Over Memorial Day weekend we went to hang out with our peeps. The couple that we bought our lots from were very good friends of our. We bought their lot when jobs took them to another state. His parents own a lot out there and we visit with them whenever they’re around. It helps us feel more connected to our friends who left. Over Memorial Day the mom was telling us that her husband wasn’t doing very well and that she didn’t expect him to last much longer. It was like foreshadowing and Mark got a call from our friend telling him that his step-dad had passed away. While it is sad, it wasn’t unexpected.

Mark and our friend discussed the funeral and it happened to fall on a day that Mark had to work out of town so they were going to let me know when the funeral was.

*crickets*

Not a word. They said they’d call me (or our mutual friend would call) and let me know a time. Nothing. Sunday came and went with no word.

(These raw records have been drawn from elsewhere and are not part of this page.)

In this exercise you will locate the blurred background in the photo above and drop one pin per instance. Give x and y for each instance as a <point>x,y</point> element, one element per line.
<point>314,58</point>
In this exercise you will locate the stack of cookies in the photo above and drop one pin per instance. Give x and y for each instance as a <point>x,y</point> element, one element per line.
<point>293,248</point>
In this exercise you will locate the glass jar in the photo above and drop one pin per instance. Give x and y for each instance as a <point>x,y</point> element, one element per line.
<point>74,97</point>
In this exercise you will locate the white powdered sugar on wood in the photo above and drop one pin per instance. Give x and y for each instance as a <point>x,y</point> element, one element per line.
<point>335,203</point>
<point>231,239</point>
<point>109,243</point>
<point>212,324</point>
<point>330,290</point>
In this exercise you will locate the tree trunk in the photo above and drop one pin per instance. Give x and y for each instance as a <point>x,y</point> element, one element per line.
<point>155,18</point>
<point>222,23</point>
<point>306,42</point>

Last night Mark got home from work and said that he’d received a call from the friends. The funeral got moved so it wasn’t held Sunday (weird). So instead of heading straight to St. Louis, they came into town. MY town. They stayed with our mutual friend. TWO BLOCKS AWAY! Two blocks! And not a word that they were two blocks away! Did I mention they were two blocks away without calling me? I asked Mark why they didn’t call us. He just shrugged. He didn’t know, either. I don’t get it. We used to be close. Granted it’s been three years since they’ve been gone. But still. If I moved away and came back to town for a visit I would totally call the people that I used to hang out with. The people that we spent every Friday night with for Game Night. The people that we spent every Wednesday and Thursday night with for volleyball. It’s not like we were all just casual acquaintances. We were a bona fide six pack.

You know the really weird thing? Our mutual friend (whose house they were crashed at) was bitching and moaning to Mark that they always stay at his place when they come to town. DUDE! I would happily have them stay at my house and he’s bitching and moaning about the inconvenience.

I just don’t get it. I guess it’s not worth my aggravation. It’s one of those things that I have no control over, and the advice that I always give others is “if you have no control over it, let it go.” But, man. It stings a little.